The first table clearly has event time assigned and hence the first call to checkTable succeeds. (Although it is strange that this only works when explicitly supplying the .rowtime tag when creating the table from the datastream).

Calling checkTable on the join of the first and the second table results in

    Caused by: java.lang.NullPointerException
      at scala.Predef$.Long2long(Predef.scala:363)
      at $anon$1.processElement(<console>:81)
      at $anon$1.processElement(<console>:79)
      at org.apache.flink.streaming.api.operators.ProcessOperator.processElement(ProcessOperator.java:66)

ie ctx.timestamp() is null in the ProcessFunction.processElement. I could enforce timestamps by calling eg .assignAscendingTimestamps(...) on the join result, but I don't think this is safe since I don't know how the join affects the ordering.
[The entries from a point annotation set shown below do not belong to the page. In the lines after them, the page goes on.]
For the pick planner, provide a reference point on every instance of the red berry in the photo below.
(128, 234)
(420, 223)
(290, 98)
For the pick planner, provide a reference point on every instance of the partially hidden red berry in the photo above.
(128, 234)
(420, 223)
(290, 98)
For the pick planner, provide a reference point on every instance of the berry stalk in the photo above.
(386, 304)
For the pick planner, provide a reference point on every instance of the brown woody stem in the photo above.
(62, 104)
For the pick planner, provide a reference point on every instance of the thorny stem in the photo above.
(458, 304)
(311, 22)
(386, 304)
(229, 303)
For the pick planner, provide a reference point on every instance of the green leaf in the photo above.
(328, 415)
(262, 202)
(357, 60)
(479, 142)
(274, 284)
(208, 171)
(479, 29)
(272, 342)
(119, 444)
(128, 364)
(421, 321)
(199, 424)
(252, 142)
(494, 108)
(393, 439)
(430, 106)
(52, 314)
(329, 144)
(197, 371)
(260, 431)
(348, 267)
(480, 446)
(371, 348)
Is it possible to make this join work and preserve timestamps?


Solution

  • A generic join operator is not able to preserve the event timestamp property because records can be joined in any order.

    A record that is entering the a join operator on the left side might join with a record that was ingested from the right side two days ago. The same could happen the other way round, i.e., the record from the left side being waiting for some time before a matching record from the right side arrives. There are no bounds that allow emit meaningful watermarks. Hence, the event time property of all input records is lost and they can only be treated as regular TIMESTAMP attributes.

    However, you can use a windowed join, i.e., basically an additional join condition to bound the delay between records:

    .where("a = d && ltime >= rtime - 5.minutes && ltime < rtime + 10.minutes")
    

    The intervals can be freely chosen. In this case, Flink infers the bounds on the timestamps and watermarks and is able preserve the event time attributes.